- - Wednesday, February 4, 2015

ANALYSIS/OPINION:

When the president announced his ban on oil drilling last month in Alaska’s Arctic National Wildlife Refuge, he deprived the nation of access to 30 billion barrels of oil now and took 10 billion barrels of oil from future generations. The trade he offered was meant to help current American energy production efforts. Or so it seemed.

In his compromise with those who want to exploit these riches now, Mr. Obama promised to open up the Atlantic Ocean seaboard from Virginia to Georgia to leases for oil and natural gas, sometime between 2017 to 2022. Maybe. The area had previously been opened to energy exploration, and he killed that in 2010. He only promised to undo what he had done. Oil producers aren’t holding their collective breath that drilling will occur soon.

Under the trade-off, energy producers lose the opportunity to extract 40 billion barrels of oil from Alaska in exchange for the hope that, years from now, the federal government might allow offshore leases in an area off the Atlantic coast that, in the most hopeful estimates, holds less than 5 billion barrels. That’s a lot of oil, but nothing like the Alaskan reserves.

It’s always possible, perhaps even likely, that the government will change its mind, and either refuse to sell rights to exploit the Atlantic oil or block the required permits for exploration. This would hurt the economy and deprive the nation of energy independence. It would be, alas, par for this administration.

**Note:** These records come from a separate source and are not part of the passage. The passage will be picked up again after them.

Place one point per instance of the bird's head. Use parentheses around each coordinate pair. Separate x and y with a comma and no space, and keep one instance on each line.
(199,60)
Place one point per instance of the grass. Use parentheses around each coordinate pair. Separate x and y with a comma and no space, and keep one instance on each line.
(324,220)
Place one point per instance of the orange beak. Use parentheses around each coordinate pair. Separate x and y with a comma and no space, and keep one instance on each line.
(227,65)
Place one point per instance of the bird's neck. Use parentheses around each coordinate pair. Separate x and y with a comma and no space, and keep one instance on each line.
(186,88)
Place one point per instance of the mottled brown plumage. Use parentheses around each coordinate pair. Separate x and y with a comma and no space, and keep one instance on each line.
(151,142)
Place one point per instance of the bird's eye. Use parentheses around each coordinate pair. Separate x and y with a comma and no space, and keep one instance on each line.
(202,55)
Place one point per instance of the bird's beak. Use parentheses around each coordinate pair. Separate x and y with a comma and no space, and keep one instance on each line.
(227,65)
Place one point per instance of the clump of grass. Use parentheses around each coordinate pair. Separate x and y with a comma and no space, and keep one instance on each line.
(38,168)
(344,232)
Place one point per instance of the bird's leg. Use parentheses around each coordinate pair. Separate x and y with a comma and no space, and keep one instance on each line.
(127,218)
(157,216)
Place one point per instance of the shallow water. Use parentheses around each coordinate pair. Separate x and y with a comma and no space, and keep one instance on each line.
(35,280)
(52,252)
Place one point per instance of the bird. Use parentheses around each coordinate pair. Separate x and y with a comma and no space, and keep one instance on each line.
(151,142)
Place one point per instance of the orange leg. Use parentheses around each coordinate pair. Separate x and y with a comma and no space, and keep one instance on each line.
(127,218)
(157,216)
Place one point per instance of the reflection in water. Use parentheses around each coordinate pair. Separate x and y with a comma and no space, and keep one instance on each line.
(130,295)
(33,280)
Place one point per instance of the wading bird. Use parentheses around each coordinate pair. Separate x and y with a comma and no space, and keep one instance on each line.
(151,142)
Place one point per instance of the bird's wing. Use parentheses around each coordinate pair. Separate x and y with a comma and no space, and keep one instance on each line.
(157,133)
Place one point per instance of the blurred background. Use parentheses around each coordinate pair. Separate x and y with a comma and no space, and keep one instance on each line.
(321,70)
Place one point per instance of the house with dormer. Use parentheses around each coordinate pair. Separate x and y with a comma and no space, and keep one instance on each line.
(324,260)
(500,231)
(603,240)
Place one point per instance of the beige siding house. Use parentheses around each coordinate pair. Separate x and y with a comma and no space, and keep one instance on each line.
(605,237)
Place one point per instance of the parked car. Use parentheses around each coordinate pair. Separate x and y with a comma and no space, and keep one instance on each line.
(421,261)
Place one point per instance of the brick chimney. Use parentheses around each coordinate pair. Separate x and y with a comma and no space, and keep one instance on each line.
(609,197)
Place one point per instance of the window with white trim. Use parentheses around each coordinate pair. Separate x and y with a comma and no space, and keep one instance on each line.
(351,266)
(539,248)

Mr. Obama argues the need for American energy production, but he has reduced by 55 percent the number of oil and natural gas leases offered for sale by the federal government. The few federal lands open for drilling under the president are so burdened by regulations and tangled in so much red tape that oil production has decreased by 6 percent over the past five years, according to the American Petroleum Institute.

Mr. Obama’s decision to cut off ANWR and long stretches of the Alaskan coast from drilling, along with the refusal to open the Pacific and much of the Gulf coast to exploration, puts the country’s energy prospects in the hands of other and often unfriendly nations, unnecessarily increasing energy costs and preventing creation of American jobs. The president’s scheme is a shell game.